Paul-Ehrlich-Institut

FAQ - Häu­fig ge­stell­te Fra­gen

Blut und Blutprodukte

Wer legt die Regeln für den Ausschluss von der Blutspende fest?

Die Ein- und Ausschlusskriterien für Menschen, die in Deutschland Blut spenden wollen, werden in der Richtlinienkommission der Bundesärztekammer (BÄK) festgelegt, in der Spendewillige, Blutspendedienste, anwendende Ärztinnen und Ärzte, Patientinnen und Patienten sowie Behörden (u.a. das Paul-Ehrlich-Institut) vertreten sind. Das oberste Gebot der BÄK-Richtlinienkommission ist die Sicherheit der Empfänger von Blut und Blutprodukten, der sich alles andere unterordnen muss.

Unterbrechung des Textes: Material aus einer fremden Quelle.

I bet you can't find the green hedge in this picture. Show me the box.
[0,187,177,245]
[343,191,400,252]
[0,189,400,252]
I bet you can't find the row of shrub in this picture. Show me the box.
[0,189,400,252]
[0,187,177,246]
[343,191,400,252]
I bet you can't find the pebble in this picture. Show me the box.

Die einzelnen Festlegungen der Richtlinienkommission beruhen auf unterschiedlichen epidemiologischen Erkenntnissen des Robert Koch-Instituts (RKI) und den daraus abgeleiteten Risikoannahmen.

Die Hämotherapie-Richtlinie – die von der deutschen Bundesärztekammer im Benehmen mit dem Paul-Ehrlich-Institut herausgegebene Richtlinie zur Gewinnung von Blut und Blutbestandteilen und deren Anwendung – bildet ab, worauf sich alle Interessensvertretungen in der Richtlinienkommission auf Basis der vorliegenden Erkenntnisse einigten.

Weitere Informationen

Richtlinie Hämotherapie, Kapitel 2.2.4 „Auswahl des Spenders“ und 2.2.5 „Untersuchung des Spenders“

Wer darf Blut spenden und wer nicht?

Menschen, die auf Arzneimittel aus Blut angewiesen sind, fordern zu Recht, dass alles nur Menschenmögliche getan wird, damit diese Arzneimittel sicher sind und kein Gesundheitsrisiko bergen.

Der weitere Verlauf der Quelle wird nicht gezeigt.